Contraindications aside, she says, it’s the rare patient who doesn’t benefit from some form of physical therapy, which can help maintain cardiopulmonary systems, decrease fall risk and minimize fatigue. For patients with advanced disease, physical therapy can be as simple as standing on one leg to improve balance or doing step-ups on stairs to maintain leg strength, Waltke says, adding that even patients near the end of life benefit from movement.
Patients should look for a licensed physical therapist who specializes in working with people being treated for cancer; it’s OK if the therapist doesn’t hold a doctoral degree, Waltke says. Oncology physical therapy is an evolving specialization; the American Board of Physical Therapy Specialties expects to administer its first certification exam for this field in spring 2019.

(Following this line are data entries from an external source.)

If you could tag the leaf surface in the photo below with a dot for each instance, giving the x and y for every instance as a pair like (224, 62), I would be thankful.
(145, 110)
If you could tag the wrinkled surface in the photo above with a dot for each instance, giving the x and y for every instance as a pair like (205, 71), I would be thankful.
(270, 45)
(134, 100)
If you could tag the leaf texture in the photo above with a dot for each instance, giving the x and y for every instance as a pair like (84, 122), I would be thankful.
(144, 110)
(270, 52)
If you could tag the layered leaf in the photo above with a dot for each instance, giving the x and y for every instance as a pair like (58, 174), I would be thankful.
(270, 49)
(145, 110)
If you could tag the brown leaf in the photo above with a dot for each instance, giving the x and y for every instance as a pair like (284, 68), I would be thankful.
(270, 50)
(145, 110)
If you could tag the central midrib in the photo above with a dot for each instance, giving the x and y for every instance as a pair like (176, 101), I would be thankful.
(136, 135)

Though physical therapy in cancer care might be new to some patients, it is becoming mainstream among oncology care professionals.
“Physical therapy is absolutely a part of our care plan, and the physical therapist is an integral part of the oncology care team,” says Yahanda. “We depend on physical therapists not only in surgery but also in medical oncology and radiation oncology.”

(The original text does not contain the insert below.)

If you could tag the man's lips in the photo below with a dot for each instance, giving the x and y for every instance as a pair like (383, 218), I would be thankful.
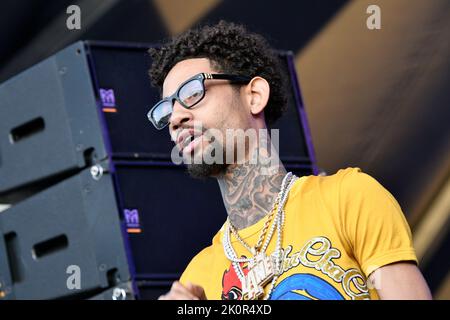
(186, 138)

The physical therapist is a key component of an integrative care team that also includes occupational and speech therapists, Gupta says. “Oncologists are so focused on cancer and its treatment that they don’t always realize the impact of functional deficits,” she says. “A physical therapist doesn’t cure the cause but can teach you how to work with functional deficits in your everyday life.”
Despite oncology providers’ acknowledgment of physical therapy’s benefits, variability in referrals is “huge across the country,” Waltke says. Most insurance companies require a physician’s referral, but “a physical therapy consult is nearly universally covered by every insurance company,” she says. For patients whose oncologists don’t offer a referral for a physical therapy consultation, Waltke has this advice: Ask. “It’s rare to find physicians who will say ‘No, you can’t’ versus those who just don’t think about it,” she says.
Patients who work with a physical therapist benefit from having another member on their care team throughout the scope of their cancer treatment. “You might have a surgery team and a chemotherapy team, but your physical therapist is there from the beginning,” Waltke says.
“Physical therapy is always consistent and is the glue that holds everything together.”